Replace for loop with vectorized call of a function that returns multiple values

I have the following function: problema_firma_emprestimo(r,w,r_emprestimo,posicao,posicao_banco) , where all inputs are scalars. This function return three different matrix, using
return demanda_k_emprestimo,demanda_l_emprestimo,lucro_emprestimo

I need to run this function for a series of values of posicao_banco that are stored in a vector. I’m doing this using a for loop, because I need three separate matrix with each of them storing one of the three outputs of the function, and the first dimension of each matrix corresponds to the index of posicao_banco. My code for this part is:

demanda_k_emprestimo = zeros(num_bancos,na,ny);
demanda_l_emprestimo = similar(demanda_k_emprestimo);
lucro_emprestimo = similar(demanda_k_emprestimo);
for i in eachindex(posicao_bancos)
    demanda_k_emprestimo[i,:,:] , demanda_l_emprestimo[i,:,:] , lucro_emprestimo[i,:,:] = problema_firma_emprestimo(r,w,r_emprestimo[i],posicao,posicao_bancos[i]);

Is there a fast and clean way of doing this using vectorized functions? Something like problema_firma_emprestimo.(r,w,r_emprestimo[i],posicao,posicao_bancos) ?
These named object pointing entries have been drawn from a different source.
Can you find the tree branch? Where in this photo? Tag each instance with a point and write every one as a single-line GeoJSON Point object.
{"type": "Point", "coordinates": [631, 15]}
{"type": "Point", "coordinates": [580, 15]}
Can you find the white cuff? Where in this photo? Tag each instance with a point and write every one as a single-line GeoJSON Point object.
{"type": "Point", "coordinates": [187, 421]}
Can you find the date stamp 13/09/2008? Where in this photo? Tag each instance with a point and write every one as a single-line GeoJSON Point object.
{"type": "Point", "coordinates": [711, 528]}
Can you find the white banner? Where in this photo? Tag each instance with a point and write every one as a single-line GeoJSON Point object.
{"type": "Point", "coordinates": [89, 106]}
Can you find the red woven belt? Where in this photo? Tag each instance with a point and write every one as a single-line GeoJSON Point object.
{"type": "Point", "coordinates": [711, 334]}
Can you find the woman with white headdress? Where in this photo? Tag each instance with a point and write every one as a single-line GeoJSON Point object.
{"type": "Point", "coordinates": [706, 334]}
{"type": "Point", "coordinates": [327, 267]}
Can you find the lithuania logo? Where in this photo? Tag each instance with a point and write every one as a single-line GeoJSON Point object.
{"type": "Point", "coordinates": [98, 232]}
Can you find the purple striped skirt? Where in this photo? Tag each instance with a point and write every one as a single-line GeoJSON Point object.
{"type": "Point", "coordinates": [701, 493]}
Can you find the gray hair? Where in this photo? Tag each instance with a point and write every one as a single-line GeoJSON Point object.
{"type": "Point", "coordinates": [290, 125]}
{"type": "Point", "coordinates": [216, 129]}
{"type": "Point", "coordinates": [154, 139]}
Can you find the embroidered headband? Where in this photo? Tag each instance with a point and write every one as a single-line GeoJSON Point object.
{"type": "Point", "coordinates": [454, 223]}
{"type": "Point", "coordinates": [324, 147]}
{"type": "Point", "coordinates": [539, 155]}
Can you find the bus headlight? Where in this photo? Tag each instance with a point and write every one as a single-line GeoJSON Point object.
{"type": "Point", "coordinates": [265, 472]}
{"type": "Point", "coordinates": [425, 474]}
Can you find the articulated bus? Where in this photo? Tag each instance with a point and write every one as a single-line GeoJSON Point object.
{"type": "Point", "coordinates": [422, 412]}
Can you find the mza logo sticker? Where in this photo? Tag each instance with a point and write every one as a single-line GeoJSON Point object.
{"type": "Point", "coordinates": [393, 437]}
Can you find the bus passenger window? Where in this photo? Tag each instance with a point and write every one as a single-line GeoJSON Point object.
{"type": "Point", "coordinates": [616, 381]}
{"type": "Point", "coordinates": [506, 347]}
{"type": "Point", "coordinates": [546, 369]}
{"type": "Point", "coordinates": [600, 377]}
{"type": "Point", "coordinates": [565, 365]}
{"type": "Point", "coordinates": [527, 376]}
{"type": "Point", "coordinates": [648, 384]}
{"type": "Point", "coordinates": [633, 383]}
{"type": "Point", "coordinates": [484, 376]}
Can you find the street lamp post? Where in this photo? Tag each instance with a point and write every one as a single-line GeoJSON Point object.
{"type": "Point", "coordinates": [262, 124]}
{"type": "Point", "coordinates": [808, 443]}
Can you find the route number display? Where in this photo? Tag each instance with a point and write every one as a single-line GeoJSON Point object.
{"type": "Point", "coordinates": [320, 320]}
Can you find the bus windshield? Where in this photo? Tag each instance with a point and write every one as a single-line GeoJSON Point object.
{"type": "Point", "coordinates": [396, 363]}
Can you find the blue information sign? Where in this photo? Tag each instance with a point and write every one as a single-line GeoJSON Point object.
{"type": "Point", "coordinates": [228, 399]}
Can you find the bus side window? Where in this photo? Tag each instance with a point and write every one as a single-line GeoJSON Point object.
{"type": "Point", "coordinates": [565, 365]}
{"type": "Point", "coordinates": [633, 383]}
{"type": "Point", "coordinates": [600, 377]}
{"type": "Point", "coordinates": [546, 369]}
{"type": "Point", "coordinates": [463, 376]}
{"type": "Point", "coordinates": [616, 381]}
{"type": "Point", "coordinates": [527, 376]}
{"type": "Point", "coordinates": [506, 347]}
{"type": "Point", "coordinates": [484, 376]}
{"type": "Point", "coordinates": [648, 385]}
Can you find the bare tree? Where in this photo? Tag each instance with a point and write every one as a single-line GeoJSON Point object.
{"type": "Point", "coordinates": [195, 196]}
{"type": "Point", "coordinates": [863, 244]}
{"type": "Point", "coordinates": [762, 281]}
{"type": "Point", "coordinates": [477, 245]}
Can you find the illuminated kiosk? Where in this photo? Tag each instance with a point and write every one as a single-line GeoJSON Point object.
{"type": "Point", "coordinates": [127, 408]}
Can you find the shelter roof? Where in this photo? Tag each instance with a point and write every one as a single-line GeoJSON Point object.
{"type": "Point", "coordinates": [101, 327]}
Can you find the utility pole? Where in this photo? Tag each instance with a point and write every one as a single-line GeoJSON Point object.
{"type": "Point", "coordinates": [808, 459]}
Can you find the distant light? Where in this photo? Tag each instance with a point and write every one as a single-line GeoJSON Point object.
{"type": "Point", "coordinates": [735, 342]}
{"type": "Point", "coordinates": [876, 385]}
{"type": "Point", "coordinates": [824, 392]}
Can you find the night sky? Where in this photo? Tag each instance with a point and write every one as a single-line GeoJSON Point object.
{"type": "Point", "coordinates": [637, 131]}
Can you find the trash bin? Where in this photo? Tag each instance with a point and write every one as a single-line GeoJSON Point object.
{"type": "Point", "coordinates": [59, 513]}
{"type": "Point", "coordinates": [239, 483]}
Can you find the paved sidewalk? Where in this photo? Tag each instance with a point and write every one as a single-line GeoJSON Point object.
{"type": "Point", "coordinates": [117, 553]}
When I do this, I got a tuple with the result, but I can’t find a good way of unpacking the answer. Thanks!

there’s no vectorization == faster rule in Julia (I assume the impression comes from using Numpy? Python loop is slow and Numpy functions call a C loop under the hood). But Julia loop is already fast.

Using for-loop for this seems reasonable to me.

To unpact a Tuple (or a Vector), you can do:

a,b,c = (1,2,3)

another tip may be to use @view if you want non-copy behavior.